・図2 国内で採取したハウスダスト(n=33)中のダイオキシン類縁化合物の存在割合(中央値ベース)
ハウスダスト中のダイオキシン類縁化合物の構成内訳を調べたところ、ダイオキシン類(PCDD/Fs、Co-PCBs)の他、PCBs、ポリ塩素化ナフタレン(PCNs)、臭素化ダイオキシン類といったダイオキシン類縁化合物が含まれていることが分かりました。
総濃度に対する寄与率を、各物質の濃度と細胞応答性(すなわち毒性の強さの目安)をもとに算出すると、ダイオキシン類よりも臭素化ダイオキシン類(臭素化ジベンゾフラン:PBDFs)で高いことが明らかとなりました(図2)。
一連の研究成果によって、臭素化ダイオキシン類が臭素系難燃剤と同様にハウスダスト中で検出され、さらにリスク(毒性〔ここでは細胞応答性〕×曝露量)ベースでみて規制管理されているダイオキシン類よりも重要度が高い物質であることを明らかにしました。
規制管理をサポートするために
私たち 研究者が今後なすべきこと としては、これまでと同様に臭素化ダイオキシン類の挙動や、人や環境への曝露の実体調査を継続して行い、規制管理を着実に実施するための基礎データを得ることが第一に挙げられます。
第二に、現状の測定法の妥当性を確認する研究(「はかることを評価する」参照)や、新しい測定法の開発とその妥当性評価に関わることも重要課題といえます。
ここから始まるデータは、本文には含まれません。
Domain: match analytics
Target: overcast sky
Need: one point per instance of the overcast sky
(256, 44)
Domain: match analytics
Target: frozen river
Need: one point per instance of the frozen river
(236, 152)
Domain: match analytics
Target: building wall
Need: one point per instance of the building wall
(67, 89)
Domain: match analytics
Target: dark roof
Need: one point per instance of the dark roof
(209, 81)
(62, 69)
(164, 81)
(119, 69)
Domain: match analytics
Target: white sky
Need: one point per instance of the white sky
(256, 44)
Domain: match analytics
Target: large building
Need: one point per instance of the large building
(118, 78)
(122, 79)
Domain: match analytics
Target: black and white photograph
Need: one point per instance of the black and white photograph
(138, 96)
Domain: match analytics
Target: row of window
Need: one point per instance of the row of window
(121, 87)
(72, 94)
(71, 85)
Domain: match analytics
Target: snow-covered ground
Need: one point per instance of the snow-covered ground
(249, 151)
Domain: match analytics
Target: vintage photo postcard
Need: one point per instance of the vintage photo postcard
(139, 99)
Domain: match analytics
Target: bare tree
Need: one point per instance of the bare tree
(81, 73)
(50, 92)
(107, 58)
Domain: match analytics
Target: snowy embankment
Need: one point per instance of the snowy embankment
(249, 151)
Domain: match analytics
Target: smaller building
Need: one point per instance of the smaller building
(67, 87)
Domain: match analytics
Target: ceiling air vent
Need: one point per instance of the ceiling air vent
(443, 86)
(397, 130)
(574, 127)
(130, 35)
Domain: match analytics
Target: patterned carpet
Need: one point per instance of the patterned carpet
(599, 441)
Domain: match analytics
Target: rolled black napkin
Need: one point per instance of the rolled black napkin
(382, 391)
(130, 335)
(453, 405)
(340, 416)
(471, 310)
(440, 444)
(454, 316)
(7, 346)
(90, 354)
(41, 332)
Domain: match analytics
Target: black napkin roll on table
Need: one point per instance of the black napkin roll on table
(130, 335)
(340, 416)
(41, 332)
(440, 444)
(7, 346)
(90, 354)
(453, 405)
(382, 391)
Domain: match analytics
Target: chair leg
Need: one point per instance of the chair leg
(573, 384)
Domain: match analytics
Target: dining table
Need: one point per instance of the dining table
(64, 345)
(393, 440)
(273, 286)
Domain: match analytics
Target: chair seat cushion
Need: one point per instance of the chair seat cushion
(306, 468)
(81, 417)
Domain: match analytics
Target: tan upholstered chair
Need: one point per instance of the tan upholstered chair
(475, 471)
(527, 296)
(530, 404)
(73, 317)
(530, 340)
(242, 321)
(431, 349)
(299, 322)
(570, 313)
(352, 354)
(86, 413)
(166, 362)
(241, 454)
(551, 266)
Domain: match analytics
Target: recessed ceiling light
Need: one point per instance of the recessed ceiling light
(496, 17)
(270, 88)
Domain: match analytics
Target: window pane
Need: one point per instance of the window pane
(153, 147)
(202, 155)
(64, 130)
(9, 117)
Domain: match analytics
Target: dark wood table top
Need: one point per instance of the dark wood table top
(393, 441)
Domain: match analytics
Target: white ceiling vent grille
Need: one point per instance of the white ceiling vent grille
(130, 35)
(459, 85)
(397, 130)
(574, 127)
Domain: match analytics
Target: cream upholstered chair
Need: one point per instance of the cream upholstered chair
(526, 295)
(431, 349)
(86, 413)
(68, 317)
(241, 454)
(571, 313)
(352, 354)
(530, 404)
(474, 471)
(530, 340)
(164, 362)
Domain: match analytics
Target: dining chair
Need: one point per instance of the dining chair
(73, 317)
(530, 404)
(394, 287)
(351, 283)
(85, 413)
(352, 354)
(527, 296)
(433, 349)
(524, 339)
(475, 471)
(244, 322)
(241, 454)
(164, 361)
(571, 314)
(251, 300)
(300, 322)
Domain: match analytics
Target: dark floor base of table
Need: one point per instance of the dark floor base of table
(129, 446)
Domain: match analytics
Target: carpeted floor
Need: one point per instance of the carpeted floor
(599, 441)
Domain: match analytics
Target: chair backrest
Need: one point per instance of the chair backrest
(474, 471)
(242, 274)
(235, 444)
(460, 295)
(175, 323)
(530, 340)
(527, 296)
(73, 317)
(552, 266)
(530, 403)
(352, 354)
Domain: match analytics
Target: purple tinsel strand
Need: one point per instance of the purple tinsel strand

図2では、ダイオキシン類縁化合物の中での臭素化ダイオキシン類(PBDFs)の重要性が示されていますが、物質を特定できなかったものの存在割合も大きいことが分かります。
ここには、現在実施されている分析方法で測定できない臭素化ダイオキシン類が一定程度関連すると想定しています。
まさに、新しい測定法の開発が求められている状況と言えます。
今後も、これらを意識して、臭素化ダイオキシン類の規制管理 をサポートするための調査研究を継続していきたいと考えています。
runより:ハウスダストも怖いですね。